Conservatives should “call the left’s bluff” on global warming by asking why environmentalists oppose using proven technologies like nuclear power or hydraulic fracturing to reduce carbon dioxide emissions, according to an article published Thursday in Forbes.
James Taylor points out in the piece that if conservatives pressure the left to accept natural gas and nuclear power by citing their environmental benefits, the left would either be forced to abandon their opposition or risk their political credibility by continuing to claim that global warming is the nation’s greatest threat.
“Global warming is a greater threat to the American people than global terrorism, you say? Fine, then stop obstructing the hydraulic fracturing (fracking) process that is responsible for approximately half of our natural gas production,” Taylor writes. “Global warming is a greater threat to the American military than Russian fighters that simulate attacks on our Navy vessels in international waters? Then stop demanding we dismantle hydroelectric dams that produce affordable, emissions-free electricity.
“Global warming is a greater threat to our military than a rapidly militarizing China?” he continues. “Then allow America to generate more of our electricity from nuclear power, as do nations such as France.”
Taylor notes that transitioning to natural gas cuts CO2 emissions roughly in half while nuclear energy entirely gets rid of CO2 emissions, but that major environmental groups, including Greenpeace and The Sierra Club, and left wing politicians vehemently oppose both of these energy sources. He also points out that both natural gas and nuclear are far more reliable than wind or solar, have costs comparable to conventional coal power and have numerous other major advantages.
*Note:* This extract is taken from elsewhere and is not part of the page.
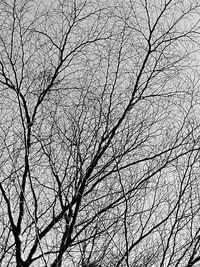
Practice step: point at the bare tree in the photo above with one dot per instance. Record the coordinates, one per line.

The average single nuclear reactor prevents 3.1 million tons of CO2 emissions annually and accounts for 63 percent of non-CO2 emitting power sources. The 2012 closure of the two-reactor San Onofre nuclear plant in Southern California caused CO2 emissions to rise annually by 9 million metric tons, equivalent to taking 2 million cars off the road. Nuclear power is far cheaper than wind or solar power, making it “the most cost-effective zero-emission technology,” according to The Economist.